# Chapter 11



## toxo (Jun 19, 2002)

HAS ANY ONE HEARD OF BEAR/jENNINGS/GOLD EAGLE GOING OUT OF BUSINESS AGAIN OR LOSING THE CHAPTER 11 FILING?


----------



## mshane (Oct 15, 2002)

Update: Indiana Company To Buy North American Archery Group 
Escalade Inc., which makes basketball backboards and Ping-Pong tables, announced Monday it plans to buy almost all assets of bankrupt archery equipment maker North American Archery Group (NAAG). 
Escalade, based in Evansville, Indiana, will pay about $4.8 million to NAAG and assume about $6.3 million of the company's debt. Escalade says it plans to use the Fred Bear brand name to expand its distribution. 

The plan to buy NAAG's inventory, accounts receivable, property, plant and equipment is subject to bankruptcy court approval by June 6, a Escalade spokesperson said.


----------



## Top Cat (Jun 22, 2002)

*Escalade Inc.*

It is my understanding that Escalade Inc. is the same company that bought XI Archery. I hope they do a better job this time.


----------



## tfox (Oct 22, 2002)

Tpop cat.That was what I thought .The job they did with XI was horrible.I hope they do a good job with these bows considering I am only about 15 minutes away in Henderson Ky and would love them to help the local economy.It would be nice to shoot for a local company too.


----------



## toxo (Jun 19, 2002)

*Good luck*

They are, NAAG, iun debt 18 million........so good luck if the court approves it!!!!!!!


----------



## Top Cat (Jun 22, 2002)

*toxo*

Just curious, if NAAG is 18 million in debt, how come escalade only has to give them 4.8 million and assume 6.3 million of there debt.? Is this how chapter 11 works?


----------



## toxo (Jun 19, 2002)

*HMMMM*

Do not know but as I do KNOW.......bidding does not even begin until next week!!!!!!!!


----------



## AeroEagle1 (Jan 17, 2003)

If I am not mistaken they sold the Fred Bear Museum to Pro Bass for some $$ to help with the debt that they have. Time will only tell what happens some just buy companies for parts of it and let the other parts fall by the wayside. So time will tell I just hate when some like Fred Bears name is used and abused for someone elses gains...


----------



## BUCKSTER (Jan 20, 2003)

My understanding is NAAG is about 11 mil in debt when they filled chapter 11 at the end of last year or early this year.

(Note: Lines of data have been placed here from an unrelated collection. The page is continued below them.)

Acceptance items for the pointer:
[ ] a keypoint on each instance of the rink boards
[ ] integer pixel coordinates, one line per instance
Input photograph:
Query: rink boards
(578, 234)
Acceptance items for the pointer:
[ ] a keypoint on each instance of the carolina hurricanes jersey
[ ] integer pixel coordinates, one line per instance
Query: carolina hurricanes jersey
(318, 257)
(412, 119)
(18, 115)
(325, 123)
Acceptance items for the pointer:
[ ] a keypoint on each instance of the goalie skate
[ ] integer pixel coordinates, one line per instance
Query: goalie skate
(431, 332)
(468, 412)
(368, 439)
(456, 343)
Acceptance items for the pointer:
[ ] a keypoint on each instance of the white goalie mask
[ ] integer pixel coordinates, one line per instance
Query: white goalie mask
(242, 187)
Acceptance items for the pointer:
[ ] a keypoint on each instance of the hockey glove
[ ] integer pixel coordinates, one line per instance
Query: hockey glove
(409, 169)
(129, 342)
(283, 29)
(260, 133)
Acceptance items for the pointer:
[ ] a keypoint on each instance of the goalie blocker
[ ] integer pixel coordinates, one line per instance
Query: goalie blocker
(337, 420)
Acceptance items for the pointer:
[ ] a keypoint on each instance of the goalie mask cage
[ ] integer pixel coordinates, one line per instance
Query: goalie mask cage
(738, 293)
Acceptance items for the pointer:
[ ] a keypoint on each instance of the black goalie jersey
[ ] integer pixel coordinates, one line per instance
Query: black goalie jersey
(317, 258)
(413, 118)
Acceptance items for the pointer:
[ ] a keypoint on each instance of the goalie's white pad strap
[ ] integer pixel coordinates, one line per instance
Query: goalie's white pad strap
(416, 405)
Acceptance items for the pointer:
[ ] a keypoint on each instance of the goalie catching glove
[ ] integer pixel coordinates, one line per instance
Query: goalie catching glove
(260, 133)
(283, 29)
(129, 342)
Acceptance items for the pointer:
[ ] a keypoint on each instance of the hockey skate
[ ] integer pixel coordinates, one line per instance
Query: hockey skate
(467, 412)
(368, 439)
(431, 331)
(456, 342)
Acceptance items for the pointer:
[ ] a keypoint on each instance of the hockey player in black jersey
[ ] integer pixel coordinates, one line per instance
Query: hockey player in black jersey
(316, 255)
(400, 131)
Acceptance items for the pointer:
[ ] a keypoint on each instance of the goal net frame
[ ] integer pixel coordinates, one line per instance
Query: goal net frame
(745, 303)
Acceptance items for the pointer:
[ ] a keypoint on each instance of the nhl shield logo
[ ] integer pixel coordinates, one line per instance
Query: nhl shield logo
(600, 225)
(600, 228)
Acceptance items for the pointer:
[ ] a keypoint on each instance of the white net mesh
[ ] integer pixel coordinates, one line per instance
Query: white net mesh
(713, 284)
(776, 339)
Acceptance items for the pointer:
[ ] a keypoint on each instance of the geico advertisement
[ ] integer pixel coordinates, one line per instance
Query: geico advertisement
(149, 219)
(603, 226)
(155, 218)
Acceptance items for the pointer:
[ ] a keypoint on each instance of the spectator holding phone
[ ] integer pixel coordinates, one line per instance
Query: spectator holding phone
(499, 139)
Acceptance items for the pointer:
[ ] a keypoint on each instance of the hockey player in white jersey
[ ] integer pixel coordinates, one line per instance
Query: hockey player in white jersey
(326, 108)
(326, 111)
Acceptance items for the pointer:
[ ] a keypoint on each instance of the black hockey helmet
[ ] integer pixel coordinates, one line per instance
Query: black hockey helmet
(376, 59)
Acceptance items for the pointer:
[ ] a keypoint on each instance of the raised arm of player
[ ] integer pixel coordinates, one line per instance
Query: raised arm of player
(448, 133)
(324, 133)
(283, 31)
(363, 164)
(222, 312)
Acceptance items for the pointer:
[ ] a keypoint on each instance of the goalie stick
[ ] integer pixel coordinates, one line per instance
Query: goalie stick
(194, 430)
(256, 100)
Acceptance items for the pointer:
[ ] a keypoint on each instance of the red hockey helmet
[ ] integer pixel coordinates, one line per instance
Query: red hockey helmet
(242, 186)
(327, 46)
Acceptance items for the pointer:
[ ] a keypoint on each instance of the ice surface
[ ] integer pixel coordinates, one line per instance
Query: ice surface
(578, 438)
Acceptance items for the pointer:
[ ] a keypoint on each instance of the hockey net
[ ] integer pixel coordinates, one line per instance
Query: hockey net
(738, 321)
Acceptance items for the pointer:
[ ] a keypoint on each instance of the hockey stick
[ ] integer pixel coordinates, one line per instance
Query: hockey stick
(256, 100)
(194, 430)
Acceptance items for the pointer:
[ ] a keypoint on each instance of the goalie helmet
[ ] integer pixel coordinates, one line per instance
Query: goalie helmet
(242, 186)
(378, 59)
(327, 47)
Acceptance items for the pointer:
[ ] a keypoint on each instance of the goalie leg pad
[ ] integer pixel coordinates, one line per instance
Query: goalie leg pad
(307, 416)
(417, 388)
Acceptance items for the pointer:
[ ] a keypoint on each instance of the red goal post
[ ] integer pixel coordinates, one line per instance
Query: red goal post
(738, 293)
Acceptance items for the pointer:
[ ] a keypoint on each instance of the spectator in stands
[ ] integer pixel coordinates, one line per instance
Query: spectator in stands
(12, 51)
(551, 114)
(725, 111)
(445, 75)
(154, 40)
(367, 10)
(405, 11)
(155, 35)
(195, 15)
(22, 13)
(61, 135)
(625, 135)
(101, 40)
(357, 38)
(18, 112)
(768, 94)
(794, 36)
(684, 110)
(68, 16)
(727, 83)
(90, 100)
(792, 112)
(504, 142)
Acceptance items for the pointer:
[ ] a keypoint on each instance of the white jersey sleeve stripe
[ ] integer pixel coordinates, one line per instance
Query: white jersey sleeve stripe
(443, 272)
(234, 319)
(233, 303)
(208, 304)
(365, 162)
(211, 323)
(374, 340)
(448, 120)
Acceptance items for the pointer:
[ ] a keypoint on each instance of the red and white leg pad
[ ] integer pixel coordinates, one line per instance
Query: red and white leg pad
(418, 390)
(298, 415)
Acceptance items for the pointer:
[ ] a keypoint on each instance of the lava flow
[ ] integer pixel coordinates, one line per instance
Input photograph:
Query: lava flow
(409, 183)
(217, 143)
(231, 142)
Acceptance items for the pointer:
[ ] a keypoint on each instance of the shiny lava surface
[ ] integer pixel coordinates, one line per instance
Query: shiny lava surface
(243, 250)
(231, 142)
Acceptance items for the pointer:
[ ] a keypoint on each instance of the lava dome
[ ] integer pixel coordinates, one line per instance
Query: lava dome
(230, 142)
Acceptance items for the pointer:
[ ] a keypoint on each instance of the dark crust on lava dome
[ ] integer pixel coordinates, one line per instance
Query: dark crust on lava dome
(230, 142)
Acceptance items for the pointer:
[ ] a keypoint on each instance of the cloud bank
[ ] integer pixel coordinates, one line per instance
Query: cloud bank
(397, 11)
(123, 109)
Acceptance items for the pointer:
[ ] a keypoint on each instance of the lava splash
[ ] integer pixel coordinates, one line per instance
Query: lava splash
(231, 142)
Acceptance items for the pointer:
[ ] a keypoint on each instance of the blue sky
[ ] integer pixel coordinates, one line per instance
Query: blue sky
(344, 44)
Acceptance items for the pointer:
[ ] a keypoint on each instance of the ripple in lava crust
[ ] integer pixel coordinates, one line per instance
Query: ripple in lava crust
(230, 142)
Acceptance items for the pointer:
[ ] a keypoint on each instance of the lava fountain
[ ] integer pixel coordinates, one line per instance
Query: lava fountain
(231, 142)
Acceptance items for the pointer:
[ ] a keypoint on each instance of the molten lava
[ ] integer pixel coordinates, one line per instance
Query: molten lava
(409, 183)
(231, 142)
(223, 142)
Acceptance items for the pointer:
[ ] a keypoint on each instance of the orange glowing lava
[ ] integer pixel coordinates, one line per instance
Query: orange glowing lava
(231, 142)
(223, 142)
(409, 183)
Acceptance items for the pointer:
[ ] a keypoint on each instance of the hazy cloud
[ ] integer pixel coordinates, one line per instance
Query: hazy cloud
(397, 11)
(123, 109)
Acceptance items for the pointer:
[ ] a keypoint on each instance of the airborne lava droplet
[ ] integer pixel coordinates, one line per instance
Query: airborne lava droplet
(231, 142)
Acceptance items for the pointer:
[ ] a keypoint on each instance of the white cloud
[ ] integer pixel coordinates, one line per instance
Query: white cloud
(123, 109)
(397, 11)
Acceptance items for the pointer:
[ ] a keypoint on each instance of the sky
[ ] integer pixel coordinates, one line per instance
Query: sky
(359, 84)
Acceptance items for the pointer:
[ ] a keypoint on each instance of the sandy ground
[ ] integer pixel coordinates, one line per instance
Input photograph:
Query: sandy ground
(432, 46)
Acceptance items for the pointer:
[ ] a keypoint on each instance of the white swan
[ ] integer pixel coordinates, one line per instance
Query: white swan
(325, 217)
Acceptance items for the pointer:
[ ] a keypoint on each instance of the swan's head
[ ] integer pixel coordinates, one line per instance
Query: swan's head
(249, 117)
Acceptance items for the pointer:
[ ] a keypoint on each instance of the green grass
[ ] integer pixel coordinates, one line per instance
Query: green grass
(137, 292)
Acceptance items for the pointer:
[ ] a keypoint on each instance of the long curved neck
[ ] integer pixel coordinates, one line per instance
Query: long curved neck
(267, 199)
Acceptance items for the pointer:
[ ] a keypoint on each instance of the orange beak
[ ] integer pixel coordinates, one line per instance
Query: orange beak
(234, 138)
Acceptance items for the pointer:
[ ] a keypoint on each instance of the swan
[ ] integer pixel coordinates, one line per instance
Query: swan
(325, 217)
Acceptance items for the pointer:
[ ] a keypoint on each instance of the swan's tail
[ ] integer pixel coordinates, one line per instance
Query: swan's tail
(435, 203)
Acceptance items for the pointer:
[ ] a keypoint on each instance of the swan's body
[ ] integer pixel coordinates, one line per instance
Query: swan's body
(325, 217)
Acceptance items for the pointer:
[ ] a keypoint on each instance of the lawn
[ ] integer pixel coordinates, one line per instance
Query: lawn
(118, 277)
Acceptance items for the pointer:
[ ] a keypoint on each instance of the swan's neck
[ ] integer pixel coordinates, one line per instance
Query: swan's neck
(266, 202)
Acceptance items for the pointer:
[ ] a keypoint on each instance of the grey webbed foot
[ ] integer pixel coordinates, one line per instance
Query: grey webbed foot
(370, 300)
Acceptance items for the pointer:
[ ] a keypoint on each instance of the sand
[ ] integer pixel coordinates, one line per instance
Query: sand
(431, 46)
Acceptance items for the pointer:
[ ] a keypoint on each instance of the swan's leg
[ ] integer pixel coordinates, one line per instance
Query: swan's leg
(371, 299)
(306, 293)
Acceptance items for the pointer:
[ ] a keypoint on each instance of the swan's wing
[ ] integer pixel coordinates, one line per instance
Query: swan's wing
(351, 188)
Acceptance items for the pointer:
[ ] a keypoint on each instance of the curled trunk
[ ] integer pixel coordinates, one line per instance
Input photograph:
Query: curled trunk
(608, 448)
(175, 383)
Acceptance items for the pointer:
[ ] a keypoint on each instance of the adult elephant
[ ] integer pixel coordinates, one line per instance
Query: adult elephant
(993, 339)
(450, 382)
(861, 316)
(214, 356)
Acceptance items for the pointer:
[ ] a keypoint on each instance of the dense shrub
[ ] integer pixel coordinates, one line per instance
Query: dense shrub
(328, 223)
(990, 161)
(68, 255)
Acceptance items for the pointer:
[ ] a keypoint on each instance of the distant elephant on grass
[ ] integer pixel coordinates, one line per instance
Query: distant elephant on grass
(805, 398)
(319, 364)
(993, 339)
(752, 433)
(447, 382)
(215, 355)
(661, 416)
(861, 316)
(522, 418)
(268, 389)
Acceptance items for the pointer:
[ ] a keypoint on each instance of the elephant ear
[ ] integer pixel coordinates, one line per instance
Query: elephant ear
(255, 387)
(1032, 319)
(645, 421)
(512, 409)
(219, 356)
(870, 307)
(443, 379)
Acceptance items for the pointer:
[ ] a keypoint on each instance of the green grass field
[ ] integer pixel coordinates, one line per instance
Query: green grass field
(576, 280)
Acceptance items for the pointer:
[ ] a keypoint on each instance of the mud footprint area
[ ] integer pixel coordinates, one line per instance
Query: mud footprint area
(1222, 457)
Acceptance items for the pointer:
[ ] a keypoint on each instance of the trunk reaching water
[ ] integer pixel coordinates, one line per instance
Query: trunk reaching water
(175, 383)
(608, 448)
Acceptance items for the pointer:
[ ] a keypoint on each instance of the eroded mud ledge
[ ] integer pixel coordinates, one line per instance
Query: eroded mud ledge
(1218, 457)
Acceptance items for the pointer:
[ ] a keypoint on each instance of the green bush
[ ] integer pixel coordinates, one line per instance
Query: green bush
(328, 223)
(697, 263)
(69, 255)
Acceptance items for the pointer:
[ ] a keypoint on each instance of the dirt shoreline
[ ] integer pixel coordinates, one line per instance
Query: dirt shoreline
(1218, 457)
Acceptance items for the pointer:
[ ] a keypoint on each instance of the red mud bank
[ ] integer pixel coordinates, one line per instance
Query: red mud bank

It will be sometime after june 6th before most of us will know what Escalde will do with NAAG.


----------



## toxo (Jun 19, 2002)

*11*

It was more then that. Any one who was on their shooting staff or advisory staff got all the details from the lawyers office in Florida. That is all I am going to say for now.......See where the whole thing ends up.......It is one Fubar.......and as I said......It is all up to the judge!!!!


----------



## Xringer (May 2, 2003)

Anymore info?


----------



## x-ring-1 (Oct 31, 2002)

*done*

I was told by our Bear Rep. that it's a done deal and things are looking good!!!!!!


----------



## toxo (Jun 19, 2002)

*11 and more*

The bear rep said that Escalade has bought bear and is buying them new and better CNC machines......so expect some new products next year.....and what is hittting stores as we speak is a new G2XL......same bow but 30" ATA and with Sims limb savers installed!!!!!!!! Weighs only 3 lbs.


----------



## Grndzer (Jan 17, 2003)

Darn, I was hoping this was that mathews post I was looking for.  Bring It!!


----------



## Africanbowhunter (May 29, 2003)

JENNIGNSBEAR FIRED TOM JENNINSG A FEW YEARS AGO

tyHEY GE WHAT THEY DESERVE


WHAT GOES AROUND COEM AROUND 

BEAR MADE AMO FORCE TOM TO EXIT THE HALLAND NOT RETURN


SHABBY


----------



## onexarcher (May 16, 2003)

Escalade has purchased NAAG. They have moved all the NAAG information to the below listed website. 

http://www.escaladesports.com/corporate/fredbear.html


----------



## VAREBEL (Jan 5, 2003)

i hope they do a better job this time around.


----------